Problems over infrastructure, staffing for road closures and security, and much more come up whenever a city signs agreements with production companies.
With the hopes of having something in place for the future after now hosting 3 different productions in the past years, Cedartown City Manager Bill Fann got to work with the help of Assistant City Manager Edward Guzman to put together language for a forthcoming ordinance to clarify what is and isn’t allowed for studios when they come to town.
“Simple things like getting a permit. There’s an application and forms for those things,” he said. “And we looked into exemptions for thing we know we don’t need to do that for, such as personal filming or if a class wants to come and do something for school.”
The draft was put together in part from language Bartow County already put into place, though according to Fann the ordinance has been tailored to Cedartown.
“There haven’t been a lot of cities or counties who have done this so far,” he said. “When I put it out onto the mailing list online for cities in Georgia, many managers came back to say they needed to look into it as well.”
According to documents from the city, they specifically looks to create a permit process for professional filming, safety standards and requirements, insurance requirements, location agreement language, and what a production will be required to pay for, like using city water for instance.
Fann said the requirement came up following a lack of permitting process and an application for the “Hap and Leonard” production. He said he was surprised the city didn’t have one in place after the production of “Jayne Mansfield’s Car” several years ago.
He said that with a third production now looking to Cedartown as a setting, it is time to put one in place.

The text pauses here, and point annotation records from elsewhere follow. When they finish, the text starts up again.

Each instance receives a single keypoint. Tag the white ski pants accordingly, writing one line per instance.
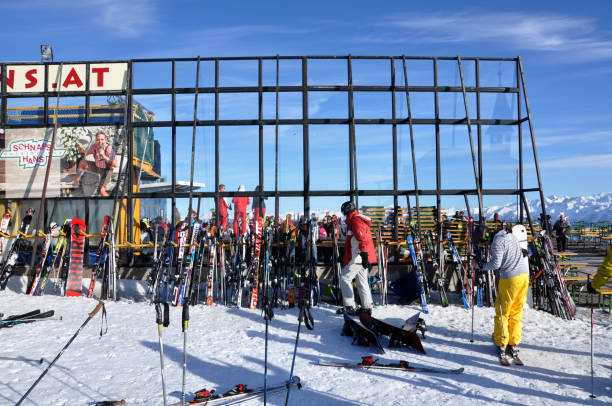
(360, 274)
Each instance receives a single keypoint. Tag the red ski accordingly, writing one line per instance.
(40, 269)
(100, 255)
(257, 237)
(6, 220)
(77, 252)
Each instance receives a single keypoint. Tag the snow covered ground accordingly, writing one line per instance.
(226, 347)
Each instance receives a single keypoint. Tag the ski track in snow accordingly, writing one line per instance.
(226, 347)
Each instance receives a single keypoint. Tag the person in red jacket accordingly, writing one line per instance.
(223, 207)
(240, 204)
(358, 255)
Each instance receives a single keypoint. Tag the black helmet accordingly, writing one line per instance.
(347, 208)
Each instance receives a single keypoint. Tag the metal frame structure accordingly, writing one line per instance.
(305, 88)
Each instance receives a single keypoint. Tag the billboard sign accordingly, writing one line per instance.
(85, 161)
(31, 78)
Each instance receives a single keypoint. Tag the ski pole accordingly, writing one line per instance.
(160, 321)
(592, 396)
(185, 326)
(99, 306)
(297, 338)
(38, 361)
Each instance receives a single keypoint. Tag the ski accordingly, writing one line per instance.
(60, 251)
(361, 334)
(4, 225)
(255, 262)
(182, 233)
(42, 265)
(419, 272)
(101, 252)
(26, 319)
(369, 363)
(397, 336)
(240, 393)
(461, 272)
(77, 253)
(13, 252)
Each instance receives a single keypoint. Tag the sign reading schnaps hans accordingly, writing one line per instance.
(31, 152)
(31, 78)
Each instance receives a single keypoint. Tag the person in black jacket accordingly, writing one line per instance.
(259, 206)
(562, 228)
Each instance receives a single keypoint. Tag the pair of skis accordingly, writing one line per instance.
(371, 363)
(240, 393)
(29, 317)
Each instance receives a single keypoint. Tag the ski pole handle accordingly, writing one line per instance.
(96, 310)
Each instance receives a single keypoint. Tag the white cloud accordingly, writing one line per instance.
(123, 18)
(600, 161)
(521, 31)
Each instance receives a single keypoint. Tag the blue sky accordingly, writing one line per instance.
(566, 49)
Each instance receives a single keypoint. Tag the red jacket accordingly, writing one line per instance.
(240, 204)
(223, 206)
(358, 238)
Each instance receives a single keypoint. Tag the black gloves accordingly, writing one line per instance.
(364, 259)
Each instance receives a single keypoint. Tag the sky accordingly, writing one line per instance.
(566, 49)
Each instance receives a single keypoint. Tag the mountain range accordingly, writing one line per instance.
(590, 209)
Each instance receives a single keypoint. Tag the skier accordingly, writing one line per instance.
(240, 204)
(358, 254)
(604, 272)
(259, 206)
(104, 162)
(224, 206)
(561, 228)
(513, 276)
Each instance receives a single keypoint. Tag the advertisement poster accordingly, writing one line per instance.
(85, 161)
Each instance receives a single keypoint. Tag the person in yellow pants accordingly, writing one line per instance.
(604, 272)
(513, 276)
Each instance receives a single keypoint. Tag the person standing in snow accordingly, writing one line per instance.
(561, 229)
(513, 280)
(604, 272)
(358, 255)
(259, 206)
(224, 206)
(240, 205)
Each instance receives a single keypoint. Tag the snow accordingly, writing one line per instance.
(226, 346)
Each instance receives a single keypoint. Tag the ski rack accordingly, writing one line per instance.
(470, 87)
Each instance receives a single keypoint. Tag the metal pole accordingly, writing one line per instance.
(41, 211)
(217, 196)
(260, 124)
(89, 317)
(173, 216)
(535, 152)
(520, 137)
(187, 298)
(469, 125)
(394, 140)
(352, 140)
(414, 171)
(276, 196)
(305, 138)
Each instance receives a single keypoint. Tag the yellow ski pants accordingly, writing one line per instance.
(513, 294)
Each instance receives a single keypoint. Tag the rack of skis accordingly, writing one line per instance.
(275, 265)
(278, 264)
(61, 258)
(437, 262)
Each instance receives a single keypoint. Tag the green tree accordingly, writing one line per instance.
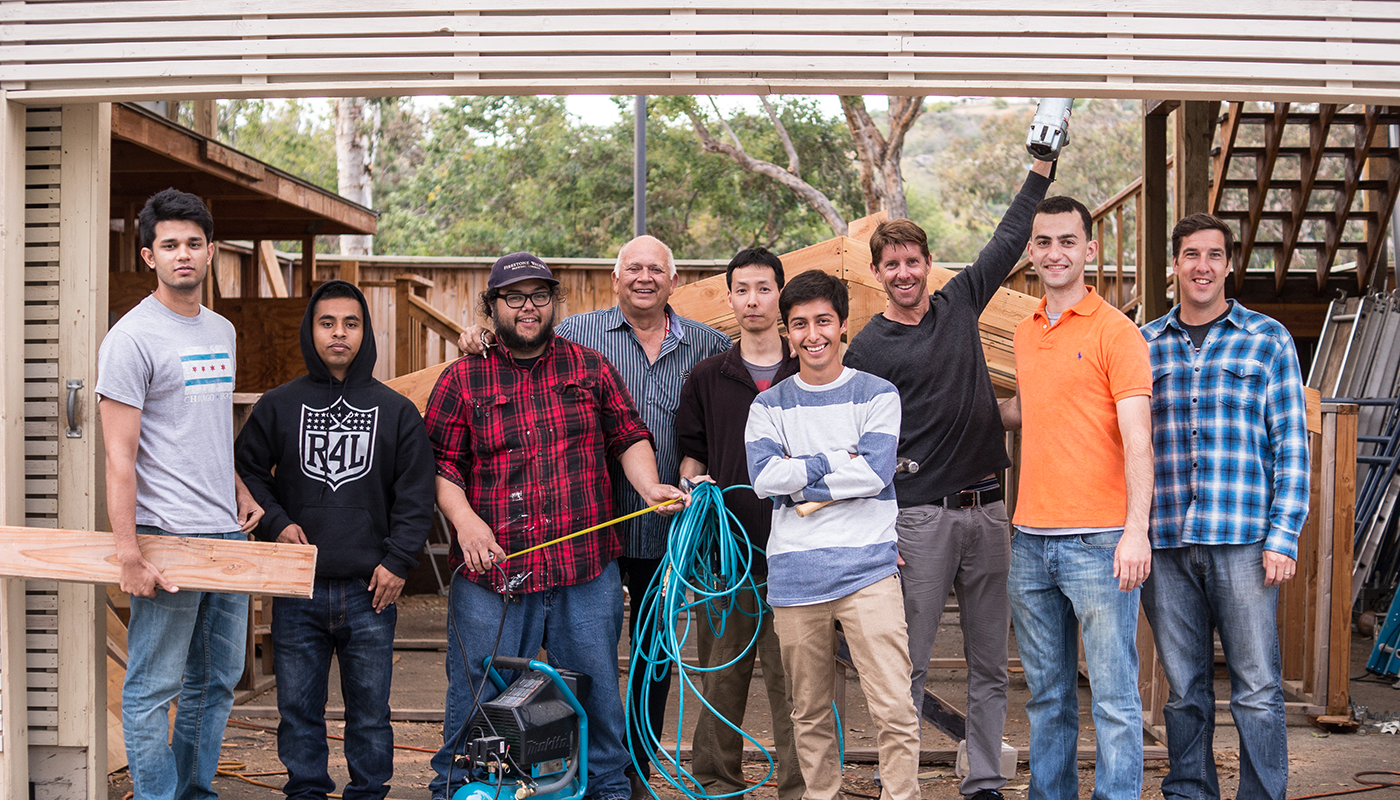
(980, 173)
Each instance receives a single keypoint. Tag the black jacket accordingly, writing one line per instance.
(710, 419)
(349, 461)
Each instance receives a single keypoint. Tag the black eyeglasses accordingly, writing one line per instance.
(538, 299)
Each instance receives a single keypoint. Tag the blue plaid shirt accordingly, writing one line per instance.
(655, 391)
(1229, 435)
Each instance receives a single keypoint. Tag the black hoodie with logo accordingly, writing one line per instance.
(347, 461)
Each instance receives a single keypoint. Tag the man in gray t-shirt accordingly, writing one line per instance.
(165, 388)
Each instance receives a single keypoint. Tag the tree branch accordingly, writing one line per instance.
(809, 194)
(794, 166)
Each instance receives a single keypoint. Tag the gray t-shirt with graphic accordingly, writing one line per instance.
(179, 371)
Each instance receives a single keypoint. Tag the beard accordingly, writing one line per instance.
(507, 335)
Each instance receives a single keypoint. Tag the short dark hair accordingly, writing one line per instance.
(1067, 205)
(487, 299)
(815, 285)
(1196, 223)
(753, 257)
(335, 290)
(893, 233)
(174, 205)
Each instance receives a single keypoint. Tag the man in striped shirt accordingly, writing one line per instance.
(654, 349)
(1231, 442)
(830, 433)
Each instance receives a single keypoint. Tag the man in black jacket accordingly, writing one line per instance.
(340, 461)
(714, 408)
(952, 520)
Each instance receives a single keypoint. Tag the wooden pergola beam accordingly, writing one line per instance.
(189, 562)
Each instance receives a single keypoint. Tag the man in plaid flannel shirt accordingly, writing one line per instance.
(1231, 442)
(522, 439)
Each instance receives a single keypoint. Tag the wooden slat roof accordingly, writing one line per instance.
(249, 199)
(1337, 51)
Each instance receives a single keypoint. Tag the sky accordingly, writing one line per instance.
(599, 109)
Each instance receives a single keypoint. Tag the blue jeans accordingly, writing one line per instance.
(339, 619)
(580, 625)
(1060, 586)
(188, 645)
(1192, 591)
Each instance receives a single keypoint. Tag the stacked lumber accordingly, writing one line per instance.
(1358, 359)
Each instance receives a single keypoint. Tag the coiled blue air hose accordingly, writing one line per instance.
(707, 568)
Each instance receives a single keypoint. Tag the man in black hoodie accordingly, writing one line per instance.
(340, 461)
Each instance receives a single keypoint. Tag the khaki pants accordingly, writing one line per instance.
(874, 622)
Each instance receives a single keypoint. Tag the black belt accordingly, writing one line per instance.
(968, 499)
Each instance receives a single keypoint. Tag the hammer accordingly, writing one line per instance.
(900, 465)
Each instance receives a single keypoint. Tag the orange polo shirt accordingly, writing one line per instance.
(1071, 376)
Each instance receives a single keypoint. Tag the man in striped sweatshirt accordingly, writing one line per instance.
(829, 433)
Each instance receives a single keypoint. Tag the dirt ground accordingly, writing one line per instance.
(1319, 761)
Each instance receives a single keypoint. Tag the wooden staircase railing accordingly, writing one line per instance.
(413, 318)
(1110, 224)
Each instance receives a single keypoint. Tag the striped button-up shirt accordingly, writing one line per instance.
(1229, 435)
(655, 390)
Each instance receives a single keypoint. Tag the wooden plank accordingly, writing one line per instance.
(517, 42)
(272, 268)
(835, 77)
(557, 60)
(650, 21)
(237, 9)
(189, 562)
(1341, 534)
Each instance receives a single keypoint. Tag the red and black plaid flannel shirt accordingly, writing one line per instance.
(528, 447)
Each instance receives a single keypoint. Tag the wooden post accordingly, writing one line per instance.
(1194, 129)
(1152, 222)
(249, 282)
(206, 118)
(272, 268)
(1341, 533)
(350, 271)
(86, 194)
(14, 740)
(410, 336)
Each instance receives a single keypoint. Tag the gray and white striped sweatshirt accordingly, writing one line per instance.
(800, 442)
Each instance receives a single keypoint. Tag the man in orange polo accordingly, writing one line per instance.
(1081, 548)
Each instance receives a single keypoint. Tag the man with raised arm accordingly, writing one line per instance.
(339, 461)
(524, 440)
(952, 520)
(165, 388)
(1081, 548)
(654, 349)
(714, 408)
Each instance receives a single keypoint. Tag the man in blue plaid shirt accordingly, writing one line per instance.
(1231, 447)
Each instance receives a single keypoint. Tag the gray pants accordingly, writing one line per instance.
(968, 551)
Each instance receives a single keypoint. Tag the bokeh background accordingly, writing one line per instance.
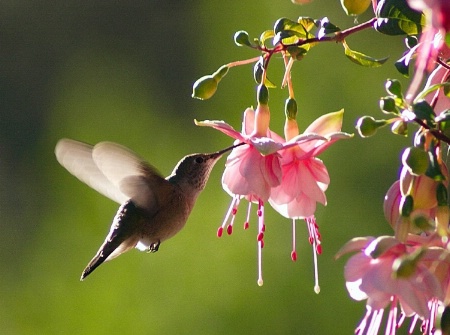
(122, 71)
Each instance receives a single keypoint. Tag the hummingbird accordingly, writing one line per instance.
(153, 208)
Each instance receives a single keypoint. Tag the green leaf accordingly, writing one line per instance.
(415, 160)
(297, 52)
(367, 126)
(394, 88)
(424, 111)
(362, 59)
(430, 89)
(388, 106)
(326, 27)
(266, 35)
(395, 17)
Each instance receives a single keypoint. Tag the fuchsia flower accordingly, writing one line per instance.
(305, 178)
(252, 170)
(284, 172)
(438, 99)
(386, 272)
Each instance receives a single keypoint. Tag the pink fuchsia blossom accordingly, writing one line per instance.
(391, 207)
(305, 178)
(389, 273)
(253, 169)
(432, 41)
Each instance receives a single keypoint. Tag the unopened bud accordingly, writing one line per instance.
(241, 38)
(205, 87)
(368, 126)
(399, 127)
(387, 105)
(404, 267)
(263, 94)
(415, 160)
(290, 108)
(394, 87)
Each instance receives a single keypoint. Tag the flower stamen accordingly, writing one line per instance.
(260, 240)
(247, 219)
(293, 252)
(314, 239)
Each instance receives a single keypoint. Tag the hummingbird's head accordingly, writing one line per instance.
(192, 171)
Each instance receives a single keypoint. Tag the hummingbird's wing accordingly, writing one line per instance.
(76, 157)
(132, 175)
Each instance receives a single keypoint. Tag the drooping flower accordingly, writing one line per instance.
(438, 99)
(386, 272)
(254, 169)
(305, 177)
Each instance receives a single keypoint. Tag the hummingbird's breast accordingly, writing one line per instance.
(167, 220)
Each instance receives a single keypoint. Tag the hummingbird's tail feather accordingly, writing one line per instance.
(108, 251)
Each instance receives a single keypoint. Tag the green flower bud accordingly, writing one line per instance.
(368, 126)
(205, 87)
(263, 94)
(404, 267)
(415, 160)
(241, 38)
(394, 87)
(441, 195)
(400, 127)
(290, 108)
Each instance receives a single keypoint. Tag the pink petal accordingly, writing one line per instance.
(325, 124)
(248, 122)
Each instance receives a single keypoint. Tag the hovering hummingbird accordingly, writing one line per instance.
(153, 208)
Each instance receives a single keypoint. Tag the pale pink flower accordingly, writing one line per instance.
(387, 272)
(253, 169)
(305, 177)
(432, 41)
(437, 99)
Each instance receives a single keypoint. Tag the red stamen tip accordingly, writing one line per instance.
(220, 232)
(294, 255)
(319, 249)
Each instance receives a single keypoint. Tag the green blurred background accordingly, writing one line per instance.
(123, 71)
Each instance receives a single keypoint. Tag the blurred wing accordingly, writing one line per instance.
(76, 157)
(132, 175)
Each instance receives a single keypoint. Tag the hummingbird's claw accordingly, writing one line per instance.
(154, 246)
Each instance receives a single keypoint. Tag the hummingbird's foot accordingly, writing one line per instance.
(154, 247)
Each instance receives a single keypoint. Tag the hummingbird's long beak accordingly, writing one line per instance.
(221, 152)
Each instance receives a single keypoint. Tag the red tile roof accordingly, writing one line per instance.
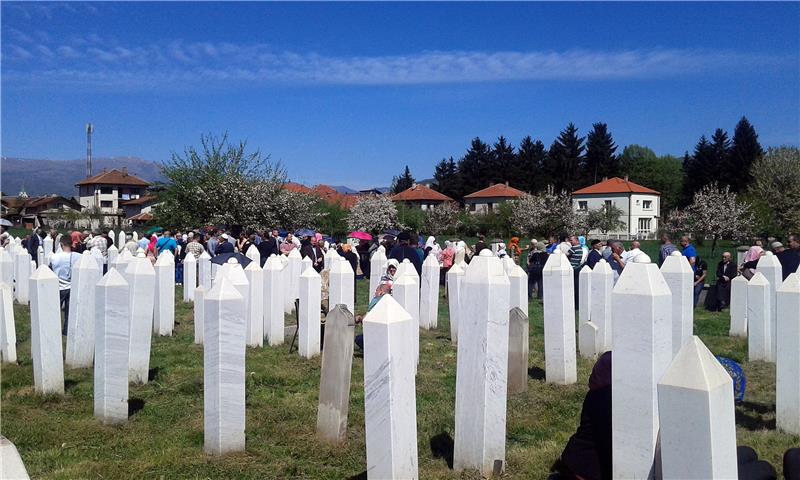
(139, 201)
(615, 185)
(420, 193)
(500, 190)
(113, 177)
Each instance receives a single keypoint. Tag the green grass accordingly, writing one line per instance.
(59, 438)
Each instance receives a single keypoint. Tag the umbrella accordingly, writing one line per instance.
(360, 235)
(223, 259)
(304, 232)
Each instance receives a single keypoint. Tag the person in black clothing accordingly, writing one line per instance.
(726, 271)
(404, 250)
(480, 245)
(536, 260)
(588, 452)
(594, 254)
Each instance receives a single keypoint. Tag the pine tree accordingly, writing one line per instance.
(564, 159)
(403, 182)
(475, 168)
(502, 161)
(529, 165)
(743, 153)
(447, 179)
(600, 158)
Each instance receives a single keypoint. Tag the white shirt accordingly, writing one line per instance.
(61, 263)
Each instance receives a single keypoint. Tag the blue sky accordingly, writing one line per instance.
(349, 93)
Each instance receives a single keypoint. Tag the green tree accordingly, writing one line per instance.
(564, 159)
(447, 180)
(744, 152)
(601, 160)
(663, 174)
(403, 182)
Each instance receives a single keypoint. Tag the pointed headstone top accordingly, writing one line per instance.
(759, 279)
(112, 279)
(791, 284)
(676, 264)
(43, 273)
(387, 310)
(695, 368)
(641, 279)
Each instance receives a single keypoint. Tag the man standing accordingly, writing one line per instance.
(726, 271)
(666, 249)
(594, 255)
(61, 264)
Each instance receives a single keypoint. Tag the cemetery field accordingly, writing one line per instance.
(58, 437)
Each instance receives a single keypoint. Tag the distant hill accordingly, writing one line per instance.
(39, 177)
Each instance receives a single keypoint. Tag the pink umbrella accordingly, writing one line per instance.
(360, 235)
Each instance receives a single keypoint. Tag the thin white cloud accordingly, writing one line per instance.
(103, 61)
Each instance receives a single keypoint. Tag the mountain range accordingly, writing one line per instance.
(41, 177)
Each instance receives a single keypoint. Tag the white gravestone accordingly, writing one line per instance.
(223, 369)
(113, 253)
(273, 301)
(602, 286)
(377, 267)
(6, 267)
(112, 336)
(141, 279)
(337, 362)
(204, 269)
(680, 279)
(738, 307)
(559, 321)
(341, 290)
(787, 393)
(8, 334)
(589, 340)
(518, 281)
(199, 314)
(189, 277)
(454, 278)
(22, 272)
(255, 304)
(48, 371)
(482, 363)
(390, 411)
(164, 301)
(309, 315)
(772, 270)
(11, 466)
(518, 351)
(759, 323)
(642, 346)
(429, 294)
(81, 327)
(584, 295)
(696, 415)
(406, 291)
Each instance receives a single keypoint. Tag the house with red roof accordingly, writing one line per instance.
(487, 200)
(418, 195)
(641, 206)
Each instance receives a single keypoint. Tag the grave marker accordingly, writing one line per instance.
(48, 371)
(112, 322)
(337, 361)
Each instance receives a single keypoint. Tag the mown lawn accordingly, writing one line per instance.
(59, 438)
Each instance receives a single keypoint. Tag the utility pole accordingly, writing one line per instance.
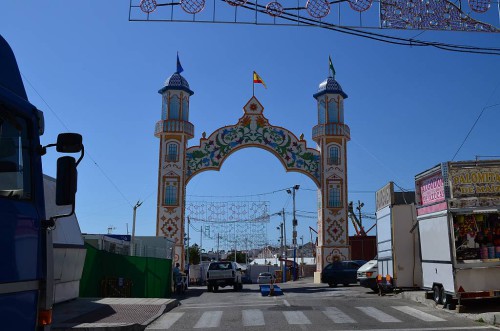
(187, 254)
(132, 241)
(360, 205)
(218, 252)
(281, 246)
(302, 249)
(294, 233)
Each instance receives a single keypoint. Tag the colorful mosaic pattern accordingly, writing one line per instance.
(428, 14)
(253, 130)
(336, 254)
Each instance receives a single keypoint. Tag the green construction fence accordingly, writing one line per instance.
(112, 275)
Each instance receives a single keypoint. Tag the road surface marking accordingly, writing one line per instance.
(418, 314)
(165, 321)
(226, 305)
(337, 316)
(296, 317)
(209, 319)
(461, 328)
(253, 317)
(378, 315)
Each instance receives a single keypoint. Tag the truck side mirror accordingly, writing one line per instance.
(69, 143)
(66, 181)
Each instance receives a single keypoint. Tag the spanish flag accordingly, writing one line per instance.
(257, 79)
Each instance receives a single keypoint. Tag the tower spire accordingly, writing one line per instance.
(331, 68)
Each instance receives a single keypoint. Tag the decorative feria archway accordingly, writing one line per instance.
(326, 164)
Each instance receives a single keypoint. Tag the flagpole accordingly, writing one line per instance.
(253, 85)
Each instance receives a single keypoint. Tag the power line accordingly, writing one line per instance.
(86, 151)
(472, 128)
(377, 36)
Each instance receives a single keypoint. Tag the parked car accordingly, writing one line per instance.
(245, 279)
(367, 275)
(265, 278)
(341, 272)
(224, 273)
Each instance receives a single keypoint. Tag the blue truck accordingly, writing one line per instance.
(26, 262)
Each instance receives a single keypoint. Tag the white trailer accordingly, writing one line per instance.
(459, 228)
(398, 252)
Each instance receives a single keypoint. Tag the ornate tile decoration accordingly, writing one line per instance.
(170, 228)
(432, 15)
(335, 231)
(336, 254)
(254, 130)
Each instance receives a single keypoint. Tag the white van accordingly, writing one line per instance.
(367, 275)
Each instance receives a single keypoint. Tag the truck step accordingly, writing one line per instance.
(265, 290)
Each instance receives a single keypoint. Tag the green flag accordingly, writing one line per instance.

It will only be a draft for the time being, with a full ordinance for review and approval expected by the end of the year.
Commissioners Jordan Hubbard and Larry Odom were on hand to hear a report on the first draft during the October work session last week, along with a few other issues.
Fann brought to their attention work on the environmental impact on development for the York Property next to the Northside Industrial Park on the U.S. 27 bypass.
The city is working with an outside firm to get several spots on the property previously classified as wetlands and streams when rules on waterways in the United States changed several years ago.
Those rules changed again in recent months, and in order to help save on costs and changing the landscape for development, the city is hoping the U.S. Corps of Engineers will change their classification.
Fann said the areas in question only fill up when it rains, and the stream on one edge of the property “doesn’t go anywhere.”
Fortunately, Fann said they sit at the corners of the property, and won’t affect potential work they hope fund through state economic development funds to attract industrial and commercial prospects.
Additionally, commissioner had a brief discussion about what to call the pocket park in front of Polk County Courthouse No. 2 on Main Street.
Fann said so far the leading suggestion is to name the park after Sterling Holloway, but that additional suggestions will be taken an no final decision has yet been made.
Cedartown commissioners were set to meet for their regular meeting on Oct. 9. The meeting had a light agenda, with only a few items requiring an official decision, including closing a portion for a Halloween festival at First Methodist Church, and an application for LWCF for Goodyear Park’s use.